Q: How easy or hard is it to deploy JRuby apps to servers?
A: Use Sun’s glassfish deployment framework.

mtnwestruby: Review of a Rails App

mtnwestruby: Review of a Rails App by Marcello and Jamis of 37signals.com
17 March 2007

Almost everyone in the audience has used Rails. A little less than have write Rails apps for a living. I haven’t used Rails, and even if I had, it would be difficult to take notes on this presentation. I recommend viewing the video when it becomes available.

Marcello and Jamis recommend Kent Beck’s book on Smalltalk best practices and how to decide what code belongs where. They also recommend Domain Driven Design.

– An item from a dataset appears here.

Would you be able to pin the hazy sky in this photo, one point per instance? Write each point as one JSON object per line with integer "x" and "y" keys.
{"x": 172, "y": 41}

Why do you prefer the operator ‘&&’ over ‘and’? The use of ‘&&’ leads to fewer bugs. Consider the following code:

  • return foo and bar # will not return what you expect
  • return (foo and bar) # this will work
  • return foo && bar # use ‘&&’ and ‘||’ because they’re more predictable in behavior than ‘and’ and ‘or’

Convention: A bad smell in code is seeing a chain of if..elsif
statements to check for error conditions. In this case, you probably want to
handle error cases with exceptions. For example, in Rails, myobj.save! will
validate data, and raise an exception when there’s a problem, whereas
myobj.save will not raise an exception.